Unemployed? Go Golfing


So you are out of work, and whether it’s only been a day or two or close to a year, the advice I would give you as well as many others is to conserve your precious financial resources as soon and as often as you can. So why then, with money being so tight would I ever suggest you apparently spend your scare resources on a recreational game of golf?

Understand first of all that if you don’t play golf in the first place, feel free to substitute some other activity that you do partake in from time to time under normal circumstances that you may have eliminated from your present situation. It’s not as if the game of golf has the singular power to change your unemployment status just by playing a round of 18 holes.

However, bear with me as I talk about the benefits to be derived from engaging in a social and recreational activity. To start with, getting out to enjoy playing some golf can be part of a healthy routine. It gets you out of the house, into the open air, you walk, and get some needed exercise.

Another benefit is that unless you are playing the course on your own, you can have up to three other people joining you, and over the course of three hours, there’s time to chat about your situation with a captive audience but you can talk at a leisurely pace, rather than say, cramming everything you might want to convey over a half hour lunch. This networking opportunity is one of the easiest things to do for those who tend to freeze up when faced with the pressure of short intensive conversations. The golf course is more relaxed, people can talk a little, then walk, hit their balls, walk and talk when they putt out on the next green and before they tee off on the next hole.

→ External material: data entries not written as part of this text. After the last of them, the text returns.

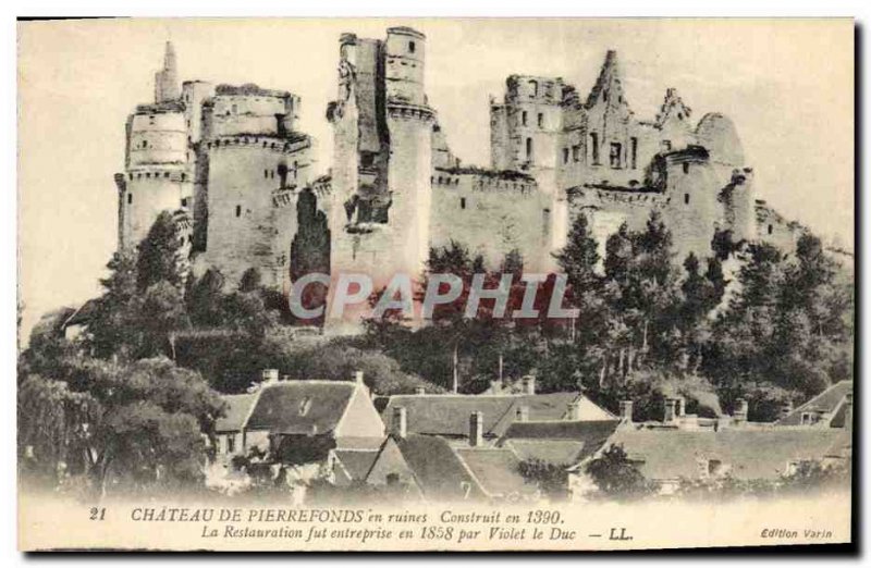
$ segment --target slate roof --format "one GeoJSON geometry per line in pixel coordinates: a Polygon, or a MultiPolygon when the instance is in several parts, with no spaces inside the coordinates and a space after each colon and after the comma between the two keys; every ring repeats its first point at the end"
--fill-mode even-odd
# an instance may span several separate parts
{"type": "Polygon", "coordinates": [[[559,420],[578,393],[536,395],[395,395],[381,413],[390,428],[393,409],[404,407],[408,432],[444,436],[467,436],[469,416],[481,412],[483,433],[499,437],[514,422],[517,409],[529,408],[530,420],[559,420]]]}
{"type": "MultiPolygon", "coordinates": [[[[848,394],[852,393],[852,381],[841,381],[819,395],[814,396],[803,405],[799,406],[777,422],[776,425],[801,425],[801,413],[802,412],[834,412],[838,410],[838,407],[842,406],[844,402],[844,397],[848,394]]],[[[832,422],[834,422],[834,417],[832,422]]],[[[841,417],[841,424],[830,423],[829,425],[843,425],[844,424],[844,417],[841,417]]]]}
{"type": "Polygon", "coordinates": [[[365,480],[378,457],[378,449],[336,449],[334,454],[351,479],[365,480]]]}
{"type": "Polygon", "coordinates": [[[274,434],[332,432],[355,388],[356,383],[343,381],[281,381],[266,385],[245,428],[274,434]]]}
{"type": "Polygon", "coordinates": [[[514,422],[499,442],[520,459],[573,465],[599,450],[614,434],[619,420],[514,422]]]}
{"type": "Polygon", "coordinates": [[[641,473],[653,480],[698,478],[708,460],[720,460],[736,479],[776,479],[795,460],[822,459],[842,429],[630,430],[609,440],[623,445],[641,473]]]}
{"type": "Polygon", "coordinates": [[[214,422],[216,432],[241,432],[245,425],[245,419],[248,418],[248,412],[252,410],[257,395],[255,394],[240,394],[240,395],[223,395],[225,408],[224,416],[214,422]]]}
{"type": "Polygon", "coordinates": [[[520,474],[520,460],[507,448],[457,448],[457,455],[491,496],[536,493],[538,487],[520,474]]]}
{"type": "Polygon", "coordinates": [[[428,499],[467,501],[486,496],[446,440],[408,434],[395,441],[405,462],[414,472],[417,485],[428,499]]]}

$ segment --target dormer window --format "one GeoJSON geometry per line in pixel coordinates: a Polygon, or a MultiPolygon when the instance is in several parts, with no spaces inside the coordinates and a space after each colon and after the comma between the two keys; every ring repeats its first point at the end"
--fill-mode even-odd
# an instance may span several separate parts
{"type": "Polygon", "coordinates": [[[299,402],[299,416],[306,416],[311,410],[311,397],[306,396],[299,402]]]}

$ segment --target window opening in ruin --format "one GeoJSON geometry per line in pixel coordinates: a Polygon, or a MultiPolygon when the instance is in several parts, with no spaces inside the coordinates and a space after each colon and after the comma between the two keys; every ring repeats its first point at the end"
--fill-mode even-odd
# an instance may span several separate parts
{"type": "Polygon", "coordinates": [[[708,460],[708,474],[709,476],[719,476],[721,469],[723,468],[723,462],[719,459],[709,459],[708,460]]]}
{"type": "Polygon", "coordinates": [[[623,166],[623,145],[619,143],[611,143],[611,156],[609,157],[611,168],[619,169],[623,166]]]}
{"type": "Polygon", "coordinates": [[[590,148],[592,148],[592,163],[599,165],[599,133],[590,133],[590,148]]]}
{"type": "Polygon", "coordinates": [[[287,187],[287,164],[280,163],[279,164],[279,187],[284,189],[287,187]]]}

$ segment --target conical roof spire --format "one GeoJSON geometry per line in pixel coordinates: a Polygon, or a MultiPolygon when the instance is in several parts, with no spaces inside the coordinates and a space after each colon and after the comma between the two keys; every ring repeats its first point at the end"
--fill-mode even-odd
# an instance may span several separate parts
{"type": "Polygon", "coordinates": [[[175,69],[175,49],[167,41],[163,51],[163,69],[155,74],[155,102],[176,100],[181,97],[179,72],[175,69]]]}
{"type": "Polygon", "coordinates": [[[623,85],[617,62],[617,52],[609,49],[602,70],[596,79],[589,97],[587,97],[587,108],[596,106],[598,102],[611,102],[613,104],[624,103],[623,85]]]}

On the other hand, inviting three of your buddies to play golf shouldn’t be seen by them as a three-hour trap in which they will be harassed for job leads, loans of money, or pleas for them to buy you lunch, pay for the golf itself, or the gas you used to get to the game. If this is the case, your golfing partners will be few and far between and word will spread like wildfire to avoid returning your calls.

And there is some merit in just going out and totally focusing on the friendship and the relationship building and talking as little as you can about your situation. In a case like this, you might decide that the golfing is your diversion for half a day from your job search; a healthy physical and mental break when you’ve been going non-stop with your job search. Before heading out, have a plan as to what you want to achieve for the day.

An interesting thing can happen however over any activity in which you are engaged with other people over a period of time. What could this be? Well, it’s the chance that someone meets you for the first time, see’s how you carry yourself, gauges your personality, hears the words you speak, feels your handshake, assesses your listening skills, hears of your work experience, and stores all that information either consciously or subconsciously. Then, as the day wraps up they might jot down their phone number and advise you to give them a call in a couple of days, or they take the initiative to call you within the next week with either a job offer or a solid lead.

Now you may or may not have this experience, and it may be not on a golf course, but at the gym, the pool, the tennis club, the sailing club, the Parent-Teacher Association. The point is that the more people you meet and stay connected with, the greater the likelihood that one or more of the people you meet and talk to will be in a position to help you along with finding new employment. Wise people know that it is not immediately obvious who can help you, and that your next job could start (or not) with just about anyone you chance to meet.

And there’s a key lesson that job seekers often fail to capitalize on. Let’s say you know a guy who pumps gas at the local filling station. As an Accountant, there’s no way this Gas Station Attendant could possibly get you a job in your field because he’s “just a guy who pumps gas”. That is such a poor but common mistake people make. Did it ever occur to you that he may know that the company needs an Accountant but that he doesn’t have those skills so unless he knows your situation he’s never going to pass on the information you’d need to get the job you want? So don’t just hobnob and chit-chat with people you think are somehow the obvious ones to turn to. Everybody you meet is potentially the first step to your new career or job.

Go ahead, call up your friends and book a tee time.